The one thing that is amusing, to me, about The Shining, is how creepy and ultimately scary it is to so many people. Perhaps it’s the madness a writer lives with inside their own personal thoughts that keeps them from being too freaked out, or maybe I’m one of those individuals that doesn’t scare easily, but the movie was great, though not so insanely scary that it might cause nightmares. Ewan McGregor on the other hand didn’t watch the movie until he was an adult, but as Kevin Burwick of MovieWeb tells it the matter had more to do with John Carpenter than Stanley Kubrick. It sounds as though Ewan was shown the movie Halloween when he was just a teenager and the experience unnerved him so badly that he quickly figured that horror movies weren’t for him at that point. That’s fair, I recall being shown the third installment of A Nightmare on Elm Street back in the third grade, so it’s easy to sympathize. But still, this movie is something that a lot of people have spoken of as true nightmare fuel, though in all honesty it’s more of a visceral scare, as it was one of those that kicked off the 80s as horror began to shift. There were plenty of visual scares, as the decaying old woman in the room is an image that’s hard to lose, but the Overlook was a place of subtle terror, and not quite as violent as say IT, or Cujo, or several other Stephen King stories.

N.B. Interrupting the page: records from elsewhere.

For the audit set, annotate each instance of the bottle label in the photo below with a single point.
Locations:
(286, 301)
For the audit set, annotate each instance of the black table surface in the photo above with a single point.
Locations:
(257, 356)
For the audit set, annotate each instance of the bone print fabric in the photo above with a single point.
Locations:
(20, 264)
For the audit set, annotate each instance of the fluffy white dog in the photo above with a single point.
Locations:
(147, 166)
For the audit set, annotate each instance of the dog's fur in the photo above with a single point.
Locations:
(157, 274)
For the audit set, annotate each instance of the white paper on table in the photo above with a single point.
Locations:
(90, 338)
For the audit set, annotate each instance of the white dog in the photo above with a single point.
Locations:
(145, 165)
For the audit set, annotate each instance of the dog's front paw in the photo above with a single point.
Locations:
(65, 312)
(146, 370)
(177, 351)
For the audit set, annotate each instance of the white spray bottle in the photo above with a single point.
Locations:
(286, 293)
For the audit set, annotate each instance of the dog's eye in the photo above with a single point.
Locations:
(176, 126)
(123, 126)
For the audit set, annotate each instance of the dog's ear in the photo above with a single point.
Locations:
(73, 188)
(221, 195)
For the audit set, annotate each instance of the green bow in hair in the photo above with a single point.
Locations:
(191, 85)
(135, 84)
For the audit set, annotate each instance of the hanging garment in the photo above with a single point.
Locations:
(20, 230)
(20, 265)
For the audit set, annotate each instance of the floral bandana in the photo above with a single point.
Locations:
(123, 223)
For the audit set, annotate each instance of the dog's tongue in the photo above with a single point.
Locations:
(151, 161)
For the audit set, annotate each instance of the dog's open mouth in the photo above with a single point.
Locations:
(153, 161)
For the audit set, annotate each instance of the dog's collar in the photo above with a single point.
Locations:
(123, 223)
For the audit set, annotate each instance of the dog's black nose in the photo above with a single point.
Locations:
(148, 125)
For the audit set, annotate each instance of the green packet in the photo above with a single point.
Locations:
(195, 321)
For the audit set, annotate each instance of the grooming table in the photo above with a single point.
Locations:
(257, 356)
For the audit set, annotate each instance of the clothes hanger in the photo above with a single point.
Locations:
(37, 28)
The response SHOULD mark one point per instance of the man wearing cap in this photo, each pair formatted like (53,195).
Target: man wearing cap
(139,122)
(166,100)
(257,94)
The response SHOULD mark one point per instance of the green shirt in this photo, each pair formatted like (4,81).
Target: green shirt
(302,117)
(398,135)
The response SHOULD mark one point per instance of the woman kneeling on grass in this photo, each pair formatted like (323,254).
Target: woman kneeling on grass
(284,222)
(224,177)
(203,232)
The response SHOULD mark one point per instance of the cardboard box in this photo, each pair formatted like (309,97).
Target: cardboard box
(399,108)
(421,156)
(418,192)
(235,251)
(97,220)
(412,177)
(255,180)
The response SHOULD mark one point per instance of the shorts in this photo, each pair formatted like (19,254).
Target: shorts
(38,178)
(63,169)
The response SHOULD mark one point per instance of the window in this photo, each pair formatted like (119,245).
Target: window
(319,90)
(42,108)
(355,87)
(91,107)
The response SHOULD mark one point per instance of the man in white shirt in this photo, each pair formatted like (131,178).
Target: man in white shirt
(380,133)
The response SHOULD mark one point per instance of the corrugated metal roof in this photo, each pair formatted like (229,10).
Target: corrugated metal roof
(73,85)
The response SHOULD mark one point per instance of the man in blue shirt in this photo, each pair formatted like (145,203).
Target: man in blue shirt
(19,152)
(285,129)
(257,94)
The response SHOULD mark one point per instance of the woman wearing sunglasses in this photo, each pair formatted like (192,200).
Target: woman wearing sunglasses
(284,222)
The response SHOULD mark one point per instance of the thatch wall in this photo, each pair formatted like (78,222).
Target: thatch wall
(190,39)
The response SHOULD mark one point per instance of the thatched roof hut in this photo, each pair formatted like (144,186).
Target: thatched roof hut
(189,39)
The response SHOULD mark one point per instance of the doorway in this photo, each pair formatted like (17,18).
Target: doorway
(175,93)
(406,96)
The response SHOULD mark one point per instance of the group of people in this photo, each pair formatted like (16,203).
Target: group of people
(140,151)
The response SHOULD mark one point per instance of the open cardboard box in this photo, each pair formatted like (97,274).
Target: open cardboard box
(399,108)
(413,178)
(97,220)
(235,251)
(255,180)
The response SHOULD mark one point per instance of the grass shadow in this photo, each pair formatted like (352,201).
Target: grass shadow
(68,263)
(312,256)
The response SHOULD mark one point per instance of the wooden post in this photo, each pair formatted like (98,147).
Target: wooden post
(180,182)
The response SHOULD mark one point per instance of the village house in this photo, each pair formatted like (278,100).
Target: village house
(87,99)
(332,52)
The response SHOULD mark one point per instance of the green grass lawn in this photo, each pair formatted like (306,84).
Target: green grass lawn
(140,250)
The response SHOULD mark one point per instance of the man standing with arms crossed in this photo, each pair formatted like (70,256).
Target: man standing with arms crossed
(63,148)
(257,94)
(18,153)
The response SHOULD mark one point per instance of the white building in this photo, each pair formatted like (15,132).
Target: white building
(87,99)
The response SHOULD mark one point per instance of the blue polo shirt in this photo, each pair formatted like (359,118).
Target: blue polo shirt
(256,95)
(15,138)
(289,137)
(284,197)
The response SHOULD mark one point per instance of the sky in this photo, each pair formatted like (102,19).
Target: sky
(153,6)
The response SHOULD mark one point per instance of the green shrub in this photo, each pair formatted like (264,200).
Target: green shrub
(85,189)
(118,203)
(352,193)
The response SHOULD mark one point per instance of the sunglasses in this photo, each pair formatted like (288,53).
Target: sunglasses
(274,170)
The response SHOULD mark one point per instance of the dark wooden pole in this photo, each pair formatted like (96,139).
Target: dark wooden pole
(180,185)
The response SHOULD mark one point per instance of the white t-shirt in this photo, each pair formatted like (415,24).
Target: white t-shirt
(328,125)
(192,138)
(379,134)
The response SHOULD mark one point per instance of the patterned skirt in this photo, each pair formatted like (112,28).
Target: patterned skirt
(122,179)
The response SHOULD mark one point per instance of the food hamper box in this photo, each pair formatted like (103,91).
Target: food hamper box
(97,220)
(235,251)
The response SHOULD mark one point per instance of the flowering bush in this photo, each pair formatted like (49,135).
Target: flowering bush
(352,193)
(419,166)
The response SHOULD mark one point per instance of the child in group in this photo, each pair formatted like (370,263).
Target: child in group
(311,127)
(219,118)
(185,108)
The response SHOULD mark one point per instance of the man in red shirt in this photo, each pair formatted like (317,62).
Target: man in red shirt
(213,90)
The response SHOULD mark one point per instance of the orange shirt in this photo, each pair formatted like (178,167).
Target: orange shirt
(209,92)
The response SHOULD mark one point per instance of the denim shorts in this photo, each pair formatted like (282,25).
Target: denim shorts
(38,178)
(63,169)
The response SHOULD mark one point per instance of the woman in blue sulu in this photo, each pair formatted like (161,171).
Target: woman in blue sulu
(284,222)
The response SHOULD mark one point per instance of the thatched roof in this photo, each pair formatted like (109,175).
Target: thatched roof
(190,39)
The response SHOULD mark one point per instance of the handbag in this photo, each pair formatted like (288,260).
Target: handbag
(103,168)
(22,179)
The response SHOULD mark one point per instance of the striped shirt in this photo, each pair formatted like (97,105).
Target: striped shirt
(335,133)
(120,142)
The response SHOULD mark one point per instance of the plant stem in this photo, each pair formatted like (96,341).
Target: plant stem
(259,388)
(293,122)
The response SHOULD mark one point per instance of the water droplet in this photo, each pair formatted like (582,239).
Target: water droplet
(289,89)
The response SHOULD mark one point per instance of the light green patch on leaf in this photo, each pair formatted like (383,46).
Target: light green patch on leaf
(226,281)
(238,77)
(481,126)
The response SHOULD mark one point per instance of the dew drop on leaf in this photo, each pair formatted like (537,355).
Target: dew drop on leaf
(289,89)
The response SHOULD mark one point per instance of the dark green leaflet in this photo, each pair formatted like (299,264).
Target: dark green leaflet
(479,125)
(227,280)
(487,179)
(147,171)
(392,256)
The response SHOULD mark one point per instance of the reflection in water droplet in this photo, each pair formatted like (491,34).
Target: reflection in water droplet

It’s ironic now that after all this time of not watching the movie that Ewan would take on the role of Danny Torrance, the son of the main antagonist in The Shining. It’s even been established that Danny is playing the part of an alcoholic that eventually kicks the habit. This unfortunately mirrors Ewan’s real life since he too had to stop after a while in order to preserve his career. It would seem that a great number of celebrities in different walks of life have nasty habits that develop either before they get famous or not long after, but the luckiest among them learn how to curb such tendencies or eliminate them entirely. With the character of Danny however one can imagine that he has a very good reason to want to drown out the world since the Shining, the hidden talent that Danny has had since he was a young boy, could possibly be something that might tear at a person no matter how badly they try to resist. Some might argue that it could be genetic in Danny’s case since his father Jack was a recovering alcoholic that dropped off the wagon hard once the family reached the Overlook and he was given enough time to really peer around.
If you stop and think about the horrors that Danny witnessed when he was young, and the fact that the Shining likely didn’t just go away when it was already so strong when he was young, you might get the feeling that he would do anything to drown it out if even for a little while. That kind of talent would come with a very heavy price, and a great deal of trouble for a young man growing up. On top of that his mother was never that stable of a character as was seen in the movie, so it would seem that Danny might have been on his own after a while even if she’d found a way to cope. The story does see Danny enjoy some peace for a short time, but as we all know by now with Stephen King stories the best part is that once the peace settles in for a while the monsters come out to play, always intent on breaking up what little bit of happiness anyone has found with the intention of wrecking every last happy thought that there is to be had. The True Knot, empty and soulless immortal beings that need the essence of those that are like Danny, are the monsters that need to feed continually to simply survive, and in this coming movie they’re that inexplicable force that doesn’t stop, doesn’t slow down, and doesn’t care who’s in their way when they come seeking a target. They’re the perfect villains for the story since they represent an insidious type of chaos that is fully prepared to break down and destroy anything and anyone that they feel the need to eliminate.
With only a few days to go until the movie is released fans have every right to get anxious about how it’s going to go. So far the expectations are high, and after having read the book it’s easy to see how. Just a word of caution though, go in expecting to be entertained, nothing more and nothing less.